Coño, Horacio, pues para recibir a los amigos, para qué va a ser, le había contestado el arquitecto.

Para recibir a los amigos, las galerías albergan los mejores salones, los más bellos decorados, los frescos más vivos y Don Horacio caerá en la extravagancia de organizar en su interior hasta partidos de tenis para entretener a los invitados. Miradores infinitos y una chimenea de mármol al amor de cuya lumbre pueden arrimarse una treintena de personas sin estar apelotonados, convierten cada rincón en un derroche de lujo nunca visto hasta entonces. Horacio echa un vistazo a la fiesta, sonríe y vuelve de nuevo su mirada al mar disfrutando de la belleza que para él han construido. Todo parece tan perfecto que un leve estremecimiento le recorre la espina dorsal, como si los nubarrones que se ven al fondo sobre el horizonte, estuvieran llegando ya a su hasta ahora acomodada existencia. Todavía no sabe, aunque quizás lo intuye, que nada es eterno, que las revueltas sociales, la guerra civil que se avecina y el desastre de su fábrica en Cádiz, que borró de un plumazo media ciudad, darán un zarpazo mortal a su estilo de vida y marcarán la decadencia de toda una estirpe de empresarios vascos. Y que tendrá que derribar Etxeberri, su amada mansión de verano, abandonando para siempre el lugar que ocupa ahora en sus corredores.

Actualmente, las galerías de Punta Begoña están en ruinas. El esplendor de sus salones puede entreverse apenas entre la mugre que recubre sus muros y como un insulto a la cara del republicano que fue Horacio Echevarrieta, las inscripciones: “Franco, Franco, Franco” y “España, Una, Grande y Libre”, se enseñorean de las molduras del techo.

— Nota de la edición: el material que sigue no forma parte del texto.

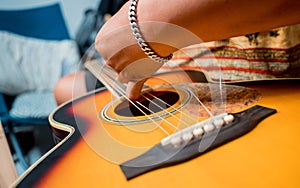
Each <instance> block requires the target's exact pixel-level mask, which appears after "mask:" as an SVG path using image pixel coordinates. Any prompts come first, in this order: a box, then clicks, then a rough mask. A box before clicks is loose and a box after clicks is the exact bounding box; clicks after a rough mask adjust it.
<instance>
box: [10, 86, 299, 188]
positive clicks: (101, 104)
mask: <svg viewBox="0 0 300 188" xmlns="http://www.w3.org/2000/svg"><path fill="white" fill-rule="evenodd" d="M247 87H249V88H254V89H256V90H257V91H258V92H260V93H261V95H262V98H261V99H260V100H259V101H258V102H257V103H256V104H258V105H261V106H265V107H268V108H273V109H276V110H277V113H276V114H274V115H272V116H270V117H268V118H266V119H264V120H263V121H262V122H261V123H259V125H258V126H257V127H256V128H255V129H254V130H252V131H251V132H250V133H248V134H246V135H244V136H242V137H240V138H238V139H236V140H233V141H231V142H229V143H227V144H225V145H223V146H221V147H218V148H216V149H214V150H212V151H210V152H208V153H206V154H204V155H201V156H199V157H197V158H194V159H192V160H189V161H187V162H184V163H181V164H178V165H174V166H171V167H166V168H162V169H158V170H154V171H151V172H149V173H146V174H143V175H141V176H138V177H136V178H133V179H131V180H127V179H126V178H125V176H124V174H123V173H122V171H121V168H120V166H119V164H118V163H120V160H122V159H124V158H128V156H126V153H125V152H126V151H127V150H122V149H123V148H122V147H120V150H114V149H113V147H115V145H114V143H113V142H112V141H109V140H106V139H107V138H106V136H105V134H102V135H99V132H101V131H105V130H107V131H111V132H109V134H111V135H113V137H114V138H117V141H120V142H124V143H125V144H128V145H134V146H135V147H140V146H145V145H154V144H155V142H156V141H154V140H151V139H149V140H146V141H144V140H143V135H140V136H137V137H133V136H132V135H131V133H130V130H122V131H121V133H118V132H114V129H117V128H108V129H103V128H101V126H98V123H99V121H102V120H101V118H99V115H98V114H99V109H102V108H103V107H104V106H105V105H106V104H107V103H108V102H109V101H110V99H111V98H112V96H111V94H110V93H109V92H108V91H107V90H99V91H97V92H95V93H93V94H89V95H87V96H84V97H82V98H80V99H77V100H75V101H73V102H74V103H73V105H72V101H71V102H69V103H67V104H65V105H63V106H61V107H60V108H59V109H57V110H56V111H55V112H54V113H53V114H52V115H51V117H50V121H51V125H52V126H53V127H54V128H55V129H59V130H64V131H66V132H68V133H69V134H68V136H67V137H66V138H65V139H64V140H62V141H61V142H60V143H59V144H58V145H57V146H56V147H55V148H53V149H52V150H51V151H49V152H48V153H47V154H46V155H45V156H44V157H43V158H42V159H41V160H39V161H38V162H37V163H35V164H34V165H33V166H32V167H31V168H30V169H29V170H28V171H27V172H26V173H25V174H24V175H23V176H22V177H20V178H19V180H18V181H17V182H16V183H15V185H16V186H17V185H18V186H20V187H22V186H24V187H26V186H28V185H30V186H34V187H108V188H113V187H117V188H120V187H126V188H127V187H128V188H141V187H172V188H175V187H190V188H192V187H209V188H213V187H216V188H217V187H218V188H219V187H222V188H226V187H228V188H232V187H243V188H245V187H249V188H253V187H264V188H266V187H272V188H274V187H300V179H299V174H300V160H299V157H300V145H299V143H300V123H299V122H298V116H299V105H300V83H299V82H297V81H285V82H282V81H278V82H276V81H275V82H255V83H248V84H247ZM57 114H60V118H58V119H59V120H62V121H64V120H63V119H64V118H68V117H72V116H73V117H74V114H76V117H77V119H76V118H75V122H77V123H78V122H79V124H80V123H83V124H88V126H87V127H86V128H85V129H81V128H80V127H79V128H78V127H75V128H74V127H72V126H71V125H67V124H65V123H64V122H58V121H57V117H56V116H57ZM79 114H80V115H79ZM95 127H96V128H95ZM103 127H104V128H105V127H106V125H104V126H103ZM107 127H109V126H107ZM110 129H111V130H110ZM151 134H160V133H151ZM82 135H84V136H82ZM101 136H102V138H101V139H100V138H99V137H101ZM100 140H101V143H98V142H99V141H100ZM137 141H138V143H137ZM94 142H95V143H94ZM102 150H105V151H103V153H102V152H100V153H99V151H102ZM110 150H112V151H110ZM138 152H141V150H138V151H137V153H138ZM109 155H112V156H114V157H112V159H111V158H110V157H108V156H109ZM123 155H124V156H123ZM132 155H135V154H132Z"/></svg>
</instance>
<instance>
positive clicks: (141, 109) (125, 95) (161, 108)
mask: <svg viewBox="0 0 300 188" xmlns="http://www.w3.org/2000/svg"><path fill="white" fill-rule="evenodd" d="M104 70H105V69H104ZM104 75H105V76H106V77H105V78H104V77H103V78H104V79H106V78H109V79H110V81H109V82H111V83H112V84H116V82H115V81H113V79H112V77H111V76H108V75H109V74H104ZM106 81H108V80H106ZM115 86H116V87H114V89H116V90H118V91H117V92H119V93H120V95H121V96H122V97H124V98H125V99H126V100H127V101H129V102H130V103H131V104H132V105H134V107H136V108H137V109H138V110H139V111H140V112H142V113H143V114H144V115H145V116H146V117H147V118H149V119H151V120H152V121H153V122H155V121H154V120H153V119H152V118H151V117H150V116H148V115H147V114H146V113H145V112H144V111H143V110H142V109H140V108H139V107H138V106H137V105H136V104H135V103H137V104H139V105H140V106H142V107H143V108H144V109H146V110H148V111H149V112H150V113H152V114H155V112H153V111H152V110H151V109H149V108H147V107H146V106H145V105H143V104H142V103H140V102H139V101H136V102H135V103H134V102H133V101H132V100H130V99H129V98H128V97H127V96H126V92H125V91H124V90H123V89H122V88H121V87H120V86H119V84H116V85H115ZM150 102H151V103H152V104H154V105H157V106H159V105H158V104H156V103H154V102H153V101H150ZM161 109H162V110H164V109H163V108H161ZM166 113H169V114H170V115H172V116H173V117H176V116H174V115H173V114H172V113H170V112H168V111H166ZM156 117H158V118H159V119H161V120H163V121H165V122H166V123H167V124H169V125H170V126H171V127H173V128H174V129H176V130H178V128H177V127H176V126H175V125H174V124H172V123H171V122H169V121H167V120H165V119H164V118H163V117H161V116H159V115H156ZM155 123H156V125H157V126H159V127H161V126H160V125H158V124H157V122H155ZM161 129H163V128H162V127H161ZM163 130H164V132H165V133H166V134H167V135H169V134H170V133H167V132H166V131H165V129H163Z"/></svg>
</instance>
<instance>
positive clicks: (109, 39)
mask: <svg viewBox="0 0 300 188" xmlns="http://www.w3.org/2000/svg"><path fill="white" fill-rule="evenodd" d="M127 12H128V3H126V4H125V5H124V6H123V7H122V8H121V10H120V11H119V12H118V13H117V14H116V15H114V16H113V17H112V18H110V19H109V20H108V21H107V22H106V23H105V24H104V26H103V27H102V29H101V30H100V32H99V33H98V35H97V38H96V42H95V47H96V49H97V51H98V52H99V53H100V54H101V56H102V57H103V59H104V60H105V61H106V64H107V65H109V66H111V67H112V68H114V69H115V70H116V72H117V73H118V80H119V81H120V82H122V83H128V87H127V91H126V92H127V96H128V97H129V98H130V99H132V100H135V99H137V98H139V96H140V93H141V89H142V87H143V84H144V82H145V81H146V80H147V78H149V77H150V76H151V75H152V74H153V73H154V72H156V71H157V70H158V69H159V68H160V67H161V66H162V64H161V63H157V62H154V61H153V60H151V59H149V58H148V57H147V56H146V55H145V54H144V52H143V51H142V50H141V49H140V47H139V45H138V44H137V41H136V39H135V38H134V36H133V34H132V31H131V28H130V26H129V20H128V16H127V14H128V13H127ZM151 46H152V47H154V48H156V49H159V51H160V54H166V55H165V56H167V55H168V54H170V52H169V51H170V50H171V51H174V49H173V48H172V47H170V46H168V45H164V44H159V43H152V44H151Z"/></svg>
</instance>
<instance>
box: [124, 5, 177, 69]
mask: <svg viewBox="0 0 300 188" xmlns="http://www.w3.org/2000/svg"><path fill="white" fill-rule="evenodd" d="M137 3H138V0H131V4H130V7H129V11H128V18H129V21H130V27H131V30H132V32H133V35H134V37H135V39H136V40H137V43H138V45H139V46H140V47H141V49H142V50H143V51H144V52H145V54H146V55H147V56H148V57H149V58H150V59H152V60H153V61H155V62H158V63H162V64H164V63H166V62H168V61H169V60H170V59H171V58H172V57H173V54H170V55H168V56H167V57H161V56H159V55H158V54H157V53H155V51H153V50H152V48H151V47H150V46H149V45H148V43H147V42H146V41H145V40H144V38H143V36H142V33H141V31H140V29H139V26H138V23H137V14H136V12H137V11H136V10H137Z"/></svg>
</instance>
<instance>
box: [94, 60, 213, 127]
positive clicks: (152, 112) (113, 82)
mask: <svg viewBox="0 0 300 188" xmlns="http://www.w3.org/2000/svg"><path fill="white" fill-rule="evenodd" d="M96 66H98V67H99V68H101V69H102V67H101V65H99V64H96ZM103 70H104V71H106V72H105V75H106V76H107V77H108V78H109V80H110V81H109V80H108V79H106V78H104V79H105V80H106V81H107V82H110V83H112V84H116V86H117V88H118V87H120V84H117V82H115V81H113V80H114V78H113V77H112V76H111V75H112V74H111V70H110V69H108V67H106V68H104V69H103ZM97 73H98V72H97ZM109 75H110V76H109ZM100 77H101V76H100ZM108 84H109V83H108ZM112 84H109V85H112ZM122 86H123V85H122ZM115 88H116V87H115ZM118 90H119V91H118V92H119V93H120V95H121V96H125V95H126V93H125V90H124V88H122V87H121V88H118ZM190 92H191V91H190ZM150 95H152V94H150ZM142 96H143V97H144V98H145V99H147V100H148V101H149V102H151V103H152V104H154V105H156V106H158V107H159V108H160V109H161V110H162V111H165V109H163V108H162V107H161V106H160V105H158V104H156V103H154V102H153V101H152V100H151V99H149V98H147V97H145V96H144V95H142ZM152 96H153V97H155V98H156V99H157V100H160V101H161V102H163V103H165V104H166V105H168V106H169V107H172V106H170V105H169V104H168V103H166V102H165V101H163V100H161V99H160V98H157V97H156V96H154V95H152ZM193 96H194V97H196V96H195V95H193ZM125 98H126V100H128V101H129V102H131V103H132V104H133V105H134V106H135V107H136V108H137V109H138V110H139V111H141V112H142V113H143V114H144V112H143V110H142V109H140V108H139V107H137V106H136V105H135V104H134V103H133V102H132V101H130V99H128V98H127V97H125ZM196 98H197V99H198V101H199V98H198V97H196ZM137 102H138V101H137ZM138 103H139V102H138ZM200 104H201V105H204V104H203V103H202V102H200ZM139 105H141V106H142V107H143V108H145V109H147V110H148V111H150V112H151V113H153V114H155V113H154V112H153V111H151V110H150V109H148V108H147V107H145V106H144V105H142V104H141V103H139ZM204 106H205V105H204ZM172 108H173V109H175V108H174V107H172ZM206 109H207V108H206ZM208 112H209V111H208ZM165 113H167V114H169V115H170V116H172V117H174V118H175V119H177V120H178V121H179V118H178V117H177V116H175V115H174V114H172V113H170V112H168V111H165ZM182 113H184V111H182ZM209 114H211V113H210V112H209ZM147 117H149V116H147ZM157 117H159V118H160V119H162V120H164V121H166V120H165V119H163V118H162V117H161V116H157ZM149 119H150V117H149ZM151 120H152V119H151ZM152 121H154V120H152ZM166 122H167V123H168V124H169V125H170V126H172V127H173V128H174V129H176V130H178V128H177V127H176V126H174V125H173V124H172V123H170V122H169V121H166ZM183 123H184V124H185V125H186V126H188V124H187V123H186V122H184V121H183ZM164 132H165V131H164Z"/></svg>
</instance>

Una cadena hotelera, hace años, presentó un proyecto para construir en ellas un hotel de lujo, seguramente intentando atraer a una clientela selecta con el reclamo de aquella época, pero la cosa no cuajó. Hoy el ayuntamiento organiza visitas guiadas donde se explican atentamente los pormenores de su magnífica historia, la de verdad, no esta inventada por mi, pero su fachada se cae, los artesonados se pudren y el esplendor no vuelve. Nadie hace nada por ellas. Acaso hayan muerto ya.